Grey box internal penetration testing
Overview
Compromised credentials are a significant security risk. This feature helps organizations assess the real-world impact of stolen or misused Microsoft Windows credentials, ensuring they can proactively mitigate threats before they become breaches.
Purpose
vPenTest will utilize the supplied credentials to:
-
Move laterally, escalate privilege and hunt for sensitive data.
-
Highlight deficiencies in user permissions and privilege management through privileged escalation attempts.
-
Provide actionable insights to improve security posture.
What credentials work?
-
Microsoft local user account
-
Microsoft AD domain user account
NOTE To get the most out of this feature, we encourage you to provide the typical, everyday user account as opposed to elevated privileges. By providing credentials with elevated privileges, such as a domain administrator, the results will not accurately represent the potential impact of a typical user account compromise.
Enabling grey box testing
Prerequisites
The option to enable Grey Box Testing will appear in the Scheduled Assessment Wizard under the following conditions:
-
Advanced Settings must be enabled.
-
An internal assessment type must selected:
-
Internal Network Penetration Test
-
Internal Network Prospecting Test (MSPs on IP pool licensing)
-
Configuration steps
Navigate to Scheduled Assessment Wizard > Settings Step > Advanced Settings.
-
Toggle Use Microsoft AD/Local credentials as part of the penetration test. (Default is Off).
-
Upon enabling, three input fields will appear:
-
Domain (e.g.,domain.com)
-
Username (e.g., jharris1)
-
Password (e.g., Password1) (masked by default, with an option to view cleartext only during a new assessment setup)
-
If users return to edit an existing scheduled assessment, the password will remain permanently masked.
-
All stored credentials are encrypted and masked to prevent exposure.
-
-
IMPORTANT Credentials for in-progress assessments cannot be modified. Changes to the credentials in scheduled assessments will only affect assessments that start after the change.
During the pentest
-
Credential validation:
-
vPenTest will attempt to authenticate using the provided credentials.
-
If the credentials are invalid, the following will take place:
-
An activity log message will appear in the assessment, indicating that the provided credentials are invalid.
-
The assessment narrative will contain text that explains that the provided credentials were tested and confirmed to be invalid.
-
vPenTest will continue the assessment as usual, by leveraging other credentials, if possible.
-
-
-
Post-exploitation prioritization:
-
If valid, vPenTest will prioritize these credentials for deeper post-exploitation analysis.
-
The final report will clearly state that these credentials were provided by the client rather than obtained during the pentest process.
-
Best practices
1. Matching credentials with the target environment
Ensure the credentials you provide correspond to systems that are present and accessible in the target environment.
-
Providing Active Directory credentials for user@company.local when you have Windows domain-joined systems accessible via SMB (port 445).
-
Providing Microsoft 365 credentials (like
admin@company.onmicrosoft.com
) when the internal systems use a different domain (likecontoso.local
). -
Providing domain credentials when no systems have SMB (port 445) or Kerberos (port 88) open or accessible.

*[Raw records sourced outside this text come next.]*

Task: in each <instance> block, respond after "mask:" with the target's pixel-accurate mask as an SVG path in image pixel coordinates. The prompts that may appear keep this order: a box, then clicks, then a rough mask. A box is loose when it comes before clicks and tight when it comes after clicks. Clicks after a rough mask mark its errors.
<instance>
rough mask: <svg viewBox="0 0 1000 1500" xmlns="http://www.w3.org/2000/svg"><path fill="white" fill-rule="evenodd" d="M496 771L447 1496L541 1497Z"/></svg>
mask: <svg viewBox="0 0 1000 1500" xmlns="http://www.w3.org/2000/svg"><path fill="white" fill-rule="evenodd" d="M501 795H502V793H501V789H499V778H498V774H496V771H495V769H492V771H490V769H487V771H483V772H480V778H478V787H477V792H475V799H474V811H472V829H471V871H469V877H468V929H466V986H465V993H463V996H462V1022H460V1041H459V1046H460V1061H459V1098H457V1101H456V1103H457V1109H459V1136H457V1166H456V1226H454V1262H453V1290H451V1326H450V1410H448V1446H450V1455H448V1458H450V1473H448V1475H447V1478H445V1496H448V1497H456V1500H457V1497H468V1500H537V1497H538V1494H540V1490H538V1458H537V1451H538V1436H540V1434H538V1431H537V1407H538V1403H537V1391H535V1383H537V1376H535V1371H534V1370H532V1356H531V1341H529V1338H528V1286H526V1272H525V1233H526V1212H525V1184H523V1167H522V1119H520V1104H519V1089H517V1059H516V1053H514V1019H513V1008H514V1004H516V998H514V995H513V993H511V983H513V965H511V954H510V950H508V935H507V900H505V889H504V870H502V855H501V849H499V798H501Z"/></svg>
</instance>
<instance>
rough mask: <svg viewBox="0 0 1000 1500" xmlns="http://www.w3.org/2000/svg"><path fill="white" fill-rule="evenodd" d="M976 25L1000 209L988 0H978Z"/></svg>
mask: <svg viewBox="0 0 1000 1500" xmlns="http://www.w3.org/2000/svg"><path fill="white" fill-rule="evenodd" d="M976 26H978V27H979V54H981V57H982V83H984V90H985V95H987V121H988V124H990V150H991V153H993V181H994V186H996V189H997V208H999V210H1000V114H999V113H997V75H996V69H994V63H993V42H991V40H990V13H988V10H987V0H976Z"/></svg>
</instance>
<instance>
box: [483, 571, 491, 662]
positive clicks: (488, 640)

2. Providing appropriate access levels
The level of access provided affects the potential impact demonstrated by the assessment. We recommend providing credentials equivalent to what an everyday user would have in the target environment.
-
For Active Directory environments: A standard domain user with typical access to common resources, similar to what the average employee would use daily.
-
Providing domain administrator or highly privileged credentials.
Common pitfalls to avoid
-
Domain Mismatch: Providing credentials for a domain that doesn't match the internal domain environment (e.g., providing
user@company.onmicrosoft.com
when internal systems usecontoso.local
). -
Network Accessibility: Providing domain credentials when no systems with authentication services (like SMB on port 445 or Kerberos on port 88) are accessible to our testers.
-
Expired or Invalid Credentials: Providing temporary credentials that expire during the testing period.